Il en va ainsi, aussi, au Liban, du 13 Avril 1975, date largement retenue comme marquant le début de la guerre civile libanaise, lorsque des activistes appartenant aux Phalanges libanaises (Kataëb) ouvrirent le feu sur un bus de manifestants palestiniens à Aïn el Remmeneh, dans la banlieue chrétienne de Beyrouth ; à la suite d’échauffourées, entre les deux camps, ayant précédé la fusillade du soir, et ayant préalablement causé, le matin du même jour, la mort d’un responsable du parti Katëb à la sortie d’une église de la même localité.
En revanche, beaucoup d’historiens considèrent que la guerre libanaise débuta vraiment un mois et demi auparavant, le 26 Février 1975, date à laquelle le leader politique libanais de gauche, Maarouf Saad, fut assassiné. Ce dernier était à la tête d’une manifestation de pêcheurs qui protestaient, à Saïda, au Liban- Sud, contre l’octroi par l’Etat libanais, qui était alors aux mains de la droite libanaise, d’une sorte de concession exclusive à une entreprise privée de pêche, présidée par l’ancien président de la République Camille Chamoun.
Mais il en va aussi, et surtout, du 4 Août 2020. Sauf que la date qui risque de l’éclipser, elle, n’est pas encore arrivée.
Cette nouvelle date hypothétique ne serait que celle qui actera officiellement l’effondrement du Liban, la fin de ce pays comme membre de la communauté internationale, au moins tel qu’on le connait depuis sa création, par le Général Gouraud, le premier Septembre 1920.
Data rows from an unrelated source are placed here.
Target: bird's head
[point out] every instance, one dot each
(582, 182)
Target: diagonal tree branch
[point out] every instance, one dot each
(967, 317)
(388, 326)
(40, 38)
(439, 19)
Avec le délitement total des institutions de l’Etat libanais, l’état déplorable des services publics - encore faudraient- ils qu'ils existent -, le cours des événements semble indiquer, hélas, que, si le peuple libanais ne se soulève pas une fois pour toutes, cette nouvelle date- fin ne va pas tarder à arriver.
Et les historiens feront alors leurs minutieuses recherches et remonteront au soir du 4 Août 2020 pour le retenir comme véritable date charnière, comme date- métaphore de l’explosion non pas du port de Beyrouth, ni de la Capitale du Liban, mais de tout un pays.
Mais l'impunité n'est pas inéluctable, ni la fin du Liban.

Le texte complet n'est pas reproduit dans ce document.